Landlords claim lack of bank support

Just 17% of landlords feel they are getting enough support from lenders and one in ten landlords have faced problems securing a buy-to-let mortgage.

Additionally 87% of landlords believe the mortgage fees for buy-to-let loans are too high, while just 13% believe the interest rates are reasonable.

This comes at a time when over 70% of landlords surveyed have taken out a mortgage in the last six months to purchase a buy-to-let property and 19% have taken out a mortgage to refinance a loan.

Jane Morris, managing director of PropertyLetByUs, said: “Our research shows that lenders have some way to go to reassure landlords that they are supporting the buy-to-let sector.

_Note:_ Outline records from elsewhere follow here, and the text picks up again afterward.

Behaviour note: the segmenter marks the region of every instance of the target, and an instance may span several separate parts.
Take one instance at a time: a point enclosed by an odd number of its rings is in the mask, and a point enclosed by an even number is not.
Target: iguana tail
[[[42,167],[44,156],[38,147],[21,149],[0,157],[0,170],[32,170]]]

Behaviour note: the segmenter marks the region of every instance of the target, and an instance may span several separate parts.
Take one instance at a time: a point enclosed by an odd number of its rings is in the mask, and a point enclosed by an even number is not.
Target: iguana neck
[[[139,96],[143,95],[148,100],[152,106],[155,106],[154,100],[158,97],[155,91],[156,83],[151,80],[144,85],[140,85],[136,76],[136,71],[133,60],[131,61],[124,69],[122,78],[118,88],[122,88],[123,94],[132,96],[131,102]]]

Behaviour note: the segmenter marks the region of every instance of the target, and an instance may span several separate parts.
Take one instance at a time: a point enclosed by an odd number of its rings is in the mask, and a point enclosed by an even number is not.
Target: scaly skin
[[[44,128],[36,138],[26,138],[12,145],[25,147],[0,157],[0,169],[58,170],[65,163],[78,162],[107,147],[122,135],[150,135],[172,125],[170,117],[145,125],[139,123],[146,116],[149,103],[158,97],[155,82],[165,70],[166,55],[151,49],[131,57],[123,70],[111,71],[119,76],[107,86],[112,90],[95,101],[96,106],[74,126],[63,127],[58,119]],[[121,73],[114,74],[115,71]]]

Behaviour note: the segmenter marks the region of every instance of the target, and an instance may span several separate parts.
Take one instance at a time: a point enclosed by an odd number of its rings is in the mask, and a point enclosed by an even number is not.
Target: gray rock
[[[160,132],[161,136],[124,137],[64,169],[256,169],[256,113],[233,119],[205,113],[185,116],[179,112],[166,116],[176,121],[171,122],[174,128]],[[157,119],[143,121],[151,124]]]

“However, since the banking crisis of 2007, there has been a gradual increase in the availability of finance for buy-to-let landlords and the choice of mortgage products today is better than it has been for a long time.

“Buy-to-let lenders typically want rent to cover 125% of the mortgage repayments and many are now demanding 25% deposits, or even larger, for rates considerably above residential mortgage deals. The best rate buy-to-let mortgages also come with large arrangement fees.

“Landlords need to be cautious with mortgage fees as they can substantially push up the cost of a mortgage, especially if landlords are only fixing, or tracking for a short deal period.

“The biggest fees are typically those charged as a percentage of the loan, but even flat fees can run to £2,000.

“There are currently some good buy-to-let mortgage products on the market. For example, the lowest rate available now is 2.2% from Principality Building Society. It comes with a £994 fee and requires a 40% deposit. The total cost on a £150,000 mortgage would be £7,594 for the deal term.

“For a longer term deal, The Post Office has a five-year fixed rate at 3.65% with a £995 fee for a 40%. A £150,000 mortgage would cost £28,370 over five years.”